The list of instruments assigned to the Board of Directors as credit authority by the Law includes the following:
- To establish the reserve requirements for the distinct categories of credit institutions and indicate their remuneration.
- To indicate the financial conditions to which public entities must adhere when acquiring or placing securities so that these operations are carried out under market conditions. In addition, the law has assigned its functions related to financing the agricultural sector. In this matter, it is authorized to define the amount for mandatory investments in Agricultural Development Bonds (Títulos de Desarrollo Agropecuario - TDA in Spanish) to be subscribed by financial institutions, to determine the characteristics of such securities (terms and interest rates), as well as to select the type of loans that can substitute mandatory investments. Likewise, the BDBR is empowered to set general limits on interest rates for the agricultural loan portfolio.
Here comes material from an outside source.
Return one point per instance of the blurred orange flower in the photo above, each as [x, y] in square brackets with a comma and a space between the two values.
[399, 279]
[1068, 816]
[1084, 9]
- To intervene administratively in interest rates, a function that includes the setting of maximum limits on interest rates on loans and deposits of credit institutions. These limits should not induce the presence of negative real interest rates. The Board has exercised this power on a few occasions (1992 and 1995) and for very limited periods, exclusively on lending operations.
- To temporarily establish controls on the growth of credit operations and, in general, of the lending operations of credit institutions. This power was implemented only between March and August 1994.
- To establish limits to the cap interest rates (tasas máximas de interés remuneratorio - TMR in Spanish) for loans destined to housing financing in real value units (UVR in Spanish) and in Colombian pesos.
In order to make decisions as a credit authority, Banco de la República carries out monitoring activities of the financial system to identify episodes in which these objectives may be compromised. Regarding the mandatory investment in TDA, the Board of Directors makes decisions to preserve the flow of credit to the agricultural sector and the financial soundness of both Finagro (Fund for the Financing of the Agricultural Sector) and credit institutions. Finally, regarding the TMR, the Board of Directors strictly adheres to the guidelines of the Constitutional Court in this regard, seeking to ensure that the established limit does not affect the allocation of housing loans in the economy.